同技術では、人物や物体の視覚的特徴に加えて、作業内容を認識する上で重要な人物の姿勢特徴、物体の種別情報などの表現形式の異なる特徴間の関係性を統合的に解析。それぞれの作業内容の認識において、どの特徴が重要になるかを深層学習で適応的に重み付けする。これにより、建設現場のように多人数が行き交う混雑した環境においても、多種多様な作業内容を高精度に認識できるという。
同技術の活用により、建設現場などの多数の作業者の作業内容を時系列でデジタル化して管理できるようになり、業務フローの効率化や人員リソースの最適配置などが期待されるとしている。
技術の特徴は以下のとおり。
同時並行で多種多様な作業内容を認識可能
建設現場などでは、多数の人物が大小様々な道具や重機を使用して、周辺の様々な対象物・環境に対し、様々な動作・姿勢で、作業が同時並行で行われる。同技術では、人物の視覚的特徴に加えて、人物の姿勢特徴、物体の種別情報、人物や物体の位置情報、人物の周辺環境の視覚的特徴などの表現形式の異なる特徴間の関係性を統合的に解析。これにより、建設現場で行われる「掘削」「転圧」「整地」「コンクリートならし」「コンクリート流し込み」「台車運搬」「鉄筋組み」などの作業内容を同時並行で認識できる。

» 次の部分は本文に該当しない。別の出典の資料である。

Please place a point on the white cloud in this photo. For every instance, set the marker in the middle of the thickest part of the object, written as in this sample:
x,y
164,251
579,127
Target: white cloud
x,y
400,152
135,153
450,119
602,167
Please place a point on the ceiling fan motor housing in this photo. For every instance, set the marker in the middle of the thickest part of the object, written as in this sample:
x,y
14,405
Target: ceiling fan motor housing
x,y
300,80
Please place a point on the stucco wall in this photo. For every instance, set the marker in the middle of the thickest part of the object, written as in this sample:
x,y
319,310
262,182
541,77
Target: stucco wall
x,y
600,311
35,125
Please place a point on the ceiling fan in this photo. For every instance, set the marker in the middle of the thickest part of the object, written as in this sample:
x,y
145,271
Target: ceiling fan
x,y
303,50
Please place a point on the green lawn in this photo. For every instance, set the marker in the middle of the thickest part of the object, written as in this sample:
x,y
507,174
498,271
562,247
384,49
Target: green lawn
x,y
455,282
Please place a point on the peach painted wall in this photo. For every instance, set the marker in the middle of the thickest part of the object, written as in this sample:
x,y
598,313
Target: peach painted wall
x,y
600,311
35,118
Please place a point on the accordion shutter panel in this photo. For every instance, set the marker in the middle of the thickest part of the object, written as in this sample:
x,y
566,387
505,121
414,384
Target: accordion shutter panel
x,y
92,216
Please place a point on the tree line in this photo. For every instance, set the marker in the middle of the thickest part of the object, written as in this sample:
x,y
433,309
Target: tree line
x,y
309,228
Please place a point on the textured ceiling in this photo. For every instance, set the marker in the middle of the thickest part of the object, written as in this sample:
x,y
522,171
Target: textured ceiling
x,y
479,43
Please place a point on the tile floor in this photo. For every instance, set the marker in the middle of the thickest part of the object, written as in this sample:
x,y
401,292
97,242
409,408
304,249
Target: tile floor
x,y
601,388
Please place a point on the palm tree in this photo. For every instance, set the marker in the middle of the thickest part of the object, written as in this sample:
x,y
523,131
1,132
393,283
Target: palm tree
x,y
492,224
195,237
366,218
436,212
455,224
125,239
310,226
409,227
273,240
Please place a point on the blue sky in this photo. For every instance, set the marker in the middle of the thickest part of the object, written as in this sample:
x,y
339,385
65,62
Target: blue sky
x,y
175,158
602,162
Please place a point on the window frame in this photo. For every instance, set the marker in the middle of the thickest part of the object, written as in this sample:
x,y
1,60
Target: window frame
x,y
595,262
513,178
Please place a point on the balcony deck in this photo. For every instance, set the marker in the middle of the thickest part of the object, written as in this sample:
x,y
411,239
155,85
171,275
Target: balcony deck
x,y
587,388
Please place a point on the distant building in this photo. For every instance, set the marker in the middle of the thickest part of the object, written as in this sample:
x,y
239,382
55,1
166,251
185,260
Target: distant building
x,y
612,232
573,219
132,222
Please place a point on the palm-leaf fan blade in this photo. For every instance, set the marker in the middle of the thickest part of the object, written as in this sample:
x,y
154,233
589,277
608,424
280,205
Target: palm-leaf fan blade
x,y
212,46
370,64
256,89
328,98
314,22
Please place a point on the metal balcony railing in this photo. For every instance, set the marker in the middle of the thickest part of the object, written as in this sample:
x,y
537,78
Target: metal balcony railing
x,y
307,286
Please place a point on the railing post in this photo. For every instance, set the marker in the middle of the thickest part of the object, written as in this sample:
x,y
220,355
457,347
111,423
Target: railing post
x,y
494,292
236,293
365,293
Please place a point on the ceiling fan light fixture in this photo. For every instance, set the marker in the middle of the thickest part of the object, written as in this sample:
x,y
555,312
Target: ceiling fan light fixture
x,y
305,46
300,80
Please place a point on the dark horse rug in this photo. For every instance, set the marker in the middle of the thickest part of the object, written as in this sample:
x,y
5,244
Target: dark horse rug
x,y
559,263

多数の人物が密集した環境でもそれぞれの作業内容を安定的に認識
多様な特徴間の関係性を統合的に解析する際に、どの特徴が重要になるかを深層学習で適応的に重み付けして解析することで、人の重なりなどにより一部の特徴が検知されない場合でも他の特徴で補完できる。また、多数の人物が密集した場合でも、位置情報を重視して人物と物体間の関係性を正確に捉えることが可能。これにより、建設現場のような多数の人物が行き交う混雑した環境においても、安定して作業内容を認識できるとしている。
なお、NECは、大和ハウス工業と共同で、戸建て住宅の建設現場において同技術の実証実験を行った。その結果、「転圧」「根切・埋戻」「コンクリート打設」「鉄筋組み」などの複数の作業内容を正確に認識し、実際の現場作業者による各作業の作業時間を10%以内の誤差で推定することに成功したという。
同社は今後、建設に加えて、製造・物流・小売などの様々な現場作業に対して同技術の検証を進め、2023年度の実用化を目指すとしている。